Trouvez-vous pertinent le débat sur les retrouvailles de la grande famille socialiste ?

Ah oui, naturellement ! En politique, multiplication et addition restent les seules opérations à dérouler et à réussir. Il faut bannir la division et proscrire la soustraction. Le Ps est le seul parti qui a donné corps et réalité au débat interne et qui a un système d’organisation, un maillage du territoire et des réseaux dormants qui transcendent les clivages. Sous feu Tanor Dieng déjà, nous avions décidé de travailler résolument à la réunification de la famille socialiste. Une réunification ne laissant aucune entité, aucune identité et aucune sensibilité. Sans exclusive ni exclusion. Aujourd’hui, Aminata Mbengue Ndiaye est dans la même dynamique.

Des pourparlers allant dans ce sens ont-ils démarré ?

Nous sommes dans un pays de dialogue. Nous avons les mêmes familles, les mêmes autorités religieuses, les mêmes évènements sociaux, et donc, nous nous parlons directement ou indirectement.
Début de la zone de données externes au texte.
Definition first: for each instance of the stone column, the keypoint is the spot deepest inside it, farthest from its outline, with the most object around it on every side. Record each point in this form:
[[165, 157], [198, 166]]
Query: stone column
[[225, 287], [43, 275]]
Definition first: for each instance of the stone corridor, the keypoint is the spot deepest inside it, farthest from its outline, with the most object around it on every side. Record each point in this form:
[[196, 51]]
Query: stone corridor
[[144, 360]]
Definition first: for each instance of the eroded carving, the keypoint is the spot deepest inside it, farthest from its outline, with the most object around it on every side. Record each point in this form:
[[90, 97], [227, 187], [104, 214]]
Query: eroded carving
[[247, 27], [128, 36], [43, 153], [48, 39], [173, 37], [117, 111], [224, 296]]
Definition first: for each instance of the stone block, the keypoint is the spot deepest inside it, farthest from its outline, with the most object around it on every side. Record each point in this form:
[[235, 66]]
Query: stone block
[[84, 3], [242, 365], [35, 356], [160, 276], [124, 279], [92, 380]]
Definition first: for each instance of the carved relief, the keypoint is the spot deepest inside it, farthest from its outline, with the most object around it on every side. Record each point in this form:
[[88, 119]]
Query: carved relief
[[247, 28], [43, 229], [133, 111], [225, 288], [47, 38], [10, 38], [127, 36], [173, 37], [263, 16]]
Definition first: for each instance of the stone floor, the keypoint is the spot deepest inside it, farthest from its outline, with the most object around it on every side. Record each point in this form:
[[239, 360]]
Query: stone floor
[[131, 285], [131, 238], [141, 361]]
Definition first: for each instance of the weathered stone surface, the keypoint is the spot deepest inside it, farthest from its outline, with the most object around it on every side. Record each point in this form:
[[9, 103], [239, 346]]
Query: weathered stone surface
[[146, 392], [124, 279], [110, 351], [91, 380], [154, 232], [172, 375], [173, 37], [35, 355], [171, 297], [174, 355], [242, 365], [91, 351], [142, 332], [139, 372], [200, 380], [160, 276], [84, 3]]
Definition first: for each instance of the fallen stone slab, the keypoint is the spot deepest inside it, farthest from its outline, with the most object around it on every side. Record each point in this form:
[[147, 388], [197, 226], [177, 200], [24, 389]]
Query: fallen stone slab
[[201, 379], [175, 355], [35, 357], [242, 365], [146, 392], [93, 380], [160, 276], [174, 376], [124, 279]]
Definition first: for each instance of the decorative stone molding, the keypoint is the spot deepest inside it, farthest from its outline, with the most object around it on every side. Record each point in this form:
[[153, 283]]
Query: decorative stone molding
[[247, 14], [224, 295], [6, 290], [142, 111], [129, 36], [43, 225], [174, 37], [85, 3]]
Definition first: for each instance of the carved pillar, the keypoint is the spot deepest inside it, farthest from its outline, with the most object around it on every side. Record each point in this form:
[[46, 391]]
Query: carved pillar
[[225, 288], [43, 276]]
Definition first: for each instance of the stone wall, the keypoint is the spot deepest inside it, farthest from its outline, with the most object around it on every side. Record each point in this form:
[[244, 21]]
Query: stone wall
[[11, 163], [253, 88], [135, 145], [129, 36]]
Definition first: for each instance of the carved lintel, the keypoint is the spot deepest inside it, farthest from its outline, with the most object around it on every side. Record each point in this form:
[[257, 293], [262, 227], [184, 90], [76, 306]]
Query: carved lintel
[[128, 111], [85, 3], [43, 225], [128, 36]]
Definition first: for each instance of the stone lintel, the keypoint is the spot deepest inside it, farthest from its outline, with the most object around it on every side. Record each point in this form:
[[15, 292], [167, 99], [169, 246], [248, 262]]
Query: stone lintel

Ce n’est pas simplement une affaire de constellation issue de la roche mère. Les socio-démocrates, les socialistes, les hommes de gauche, la gauche plurielle et même nos amis écologistes sont tous concernés. Ma génération a l’obligation morale et le devoir impérieux de travailler à la réunification de cette famille socialiste parce qu’il n’y a que cela qui pourrait nous garantir le salut en termes d’offres sociétales.

Après les législatives, on file tout droit vers la présidentielle de 2024. Le Ps aura-t-il son candidat à cette élection ?

Les camarades qui le disent oublient que le Ps n’a jamais été pour une campagne électorale permanente. Je le rappelle, à chaque jour suffit sa peine. Ce qui nous préoccupe, nous du régime, c’est comment faire, que faire, avec qui le faire pour garantir au Sénégal une stabilité, afin que Macky Sall puisse avoir les coudées franches pour mener à bien son mandat. C’est cela l’attitude la plus intelligente. Maintenant, personne dans le Ps n’interdit à des camarades de se projeter et d’avoir des agendas. Toujours est-il que l’agenda du Ps est fait de loyauté républicaine et de patience citoyenne. Nous sommes dans Bby. Nous sommes avec le Président Macky Sall dont nous sommes fiers des réalisations, du bilan et du leadership. Mieux, nous apprécions les éléments caractéristiques du style de gouvernement du Chef de l’État. L’enjeu actuel pour la majorité, c’est de gagner largement les législatives de juillet prochain. Et à la fin du mandat actuel du Président Sall, nous évaluerons et nous étudierons ce qui est en devoir d’être fait.